Облака расступились на востоке, и в прорехе горели звёзды – десятки, сотни, тысячи. Млечный Путь лежал наискось, белой рекой, и тарелка телескопа нависала над Мирой, вогнутая, гигантская, направленная в точку неба, которая сейчас, в ноябре, приходилась на созвездие Лебедя. Мира знала это, потому что астрономия была частью её работы; знала, что Лебедь – одно из самых «шумных» созвездий в радиодиапазоне, что оттуда идёт излучение Лебедя-А, и что тарелка, застывшая в этом направлении, слушала один из самых громких голосов Вселенной – и всё равно ничего не услышала.

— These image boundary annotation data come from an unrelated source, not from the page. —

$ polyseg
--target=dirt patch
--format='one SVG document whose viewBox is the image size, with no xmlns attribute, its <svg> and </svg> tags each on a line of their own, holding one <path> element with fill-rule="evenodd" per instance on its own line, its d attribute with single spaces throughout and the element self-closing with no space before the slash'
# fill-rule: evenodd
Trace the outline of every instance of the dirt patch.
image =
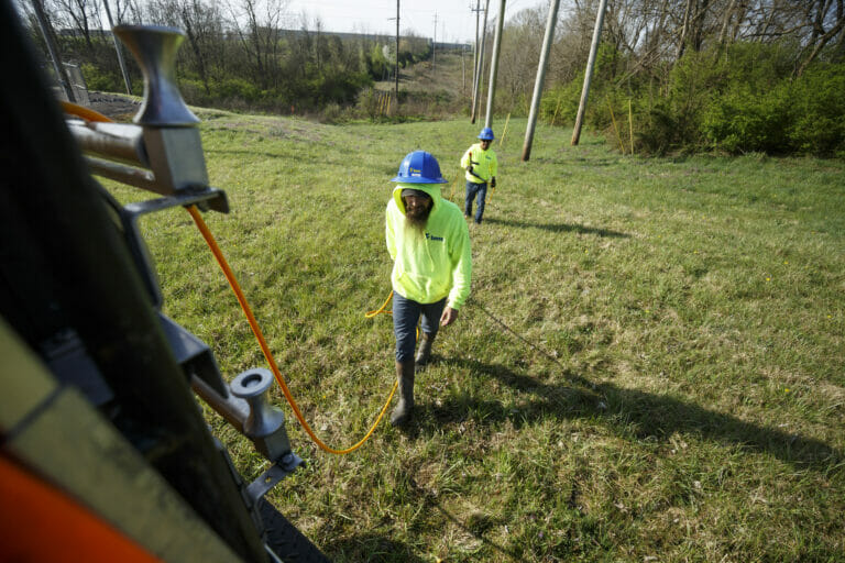
<svg viewBox="0 0 845 563">
<path fill-rule="evenodd" d="M 141 101 L 129 96 L 89 91 L 88 99 L 89 108 L 114 121 L 132 121 L 141 108 Z"/>
</svg>

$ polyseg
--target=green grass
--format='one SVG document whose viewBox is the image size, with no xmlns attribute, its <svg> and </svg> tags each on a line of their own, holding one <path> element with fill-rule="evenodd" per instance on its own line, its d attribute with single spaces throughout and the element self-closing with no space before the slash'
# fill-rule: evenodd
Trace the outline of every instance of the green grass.
<svg viewBox="0 0 845 563">
<path fill-rule="evenodd" d="M 309 423 L 345 448 L 394 378 L 391 319 L 363 314 L 389 292 L 388 180 L 416 148 L 454 178 L 478 126 L 200 115 L 232 207 L 210 229 Z M 842 561 L 845 165 L 644 159 L 546 126 L 524 164 L 525 126 L 495 145 L 473 292 L 413 428 L 326 454 L 274 389 L 308 466 L 271 500 L 339 562 Z M 264 366 L 187 213 L 143 227 L 165 311 L 228 378 Z"/>
</svg>

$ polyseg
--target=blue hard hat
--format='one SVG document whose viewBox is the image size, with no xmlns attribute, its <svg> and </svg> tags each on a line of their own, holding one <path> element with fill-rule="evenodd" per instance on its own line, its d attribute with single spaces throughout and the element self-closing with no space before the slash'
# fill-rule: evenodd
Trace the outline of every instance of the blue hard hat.
<svg viewBox="0 0 845 563">
<path fill-rule="evenodd" d="M 479 139 L 481 139 L 482 141 L 493 141 L 496 137 L 493 136 L 493 130 L 492 129 L 484 128 L 484 129 L 481 130 L 481 133 L 479 133 Z"/>
<path fill-rule="evenodd" d="M 400 184 L 446 184 L 447 180 L 440 174 L 440 165 L 437 164 L 431 153 L 414 151 L 403 158 L 399 173 L 391 181 Z"/>
</svg>

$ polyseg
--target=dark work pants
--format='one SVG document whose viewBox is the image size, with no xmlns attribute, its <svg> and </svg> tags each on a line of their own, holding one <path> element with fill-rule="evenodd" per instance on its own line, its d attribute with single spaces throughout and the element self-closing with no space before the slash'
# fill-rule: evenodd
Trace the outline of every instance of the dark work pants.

Мира стояла на крыше и ждала. Ветер рвал куртку, трепал волосы. Тарелка гудела – низкая, басовая нота, от которой дрожали рёбра. Степь вокруг – плоская, тёмная, без единого огня до самого горизонта. Евпатория светилась на юго-западе, далёкая и нереальная, как город из другого измерения.

Ничего не происходило. Минуту. Пять. Пятнадцать.

Мира подумала: я сумасшедшая. Я приехала в Крым посреди ночи, потому что мёртвая дочь рисовала спирали, а в космическом шуме нашлись координаты. Я стою под телескопом и жду чуда. Чудес не бывает. Бывают когнитивные искажения, бредовые системы и переутомление. Я поеду обратно. Утром. Позвоню таксисту.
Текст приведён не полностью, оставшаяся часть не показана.